夢の中で君を描く
「覚えた。もう直人って呼ぶ。」
ふわって笑ってそう言うから、俺もつられて笑った。
女子に名前を呼ばれるのは小学生以来ぐらいだ、多分。
「なーおーとー。これ漢字あってる?」
細くて短いけどしっかりしている木の棒を手に、喋りながら砂の上に大きく『直人』と書いていた。
こんな字を書くんだ。
普通の字だけど、女子だなって感じの字。
強い風が吹けばこの字が消えてしまうな、なんてどうでもいい事を思った。
「あってるよ。」
寄り添うように置いてある俺のシンプルな黒いリュックと、象牙色(黄色みを帯びた灰色)みたいな色と青色にクマの絵が描いてある蒼井さんのリュックが目に入った。
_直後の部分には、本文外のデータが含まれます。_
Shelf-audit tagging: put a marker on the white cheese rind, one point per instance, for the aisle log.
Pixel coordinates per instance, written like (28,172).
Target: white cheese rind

それで、帰り道で手を繋ぎながら歩くカップルのことを思い出した。
二つのリュックが並んで、揺れて、幸せそうに笑っていた。
「蒼井さんの下の名前は?」
聞いたら、花を描いていた紙に何かを書き始めた。
「はい、あげる。」
そしてそれを差し出してくる。
何を付け足したのか見ると、紙の隅に『蒼井瑠奈(あおいるな)』って読み仮名付きで書いてあった。
「…瑠奈ってゆんだ。」
書かれた文字を指でなぞる。
「うん。瑠奈って呼んでいいよ。」
「何で上からな。」
「じゃあ、呼んでくださいって言っとくわ。」
悪戯が成功した後の子供みたいな笑顔。
「うわー。」
少し引いた様な素振りを見せる。
「仕方ないけ、瑠奈って呼んであげるわ。」
「めっちゃ上から。」
いや、蒼井さん…瑠奈がそれをゆーなよ。
「これ、お返し。」
スケッチブックからさっき花を描いていたページを取り、絵の端に同じ様にフルネームと読み仮名を書いて渡した。
「わーい。」
瑠奈は軽いノリで喜んで見せた。
この時間があまりにも楽しすぎた。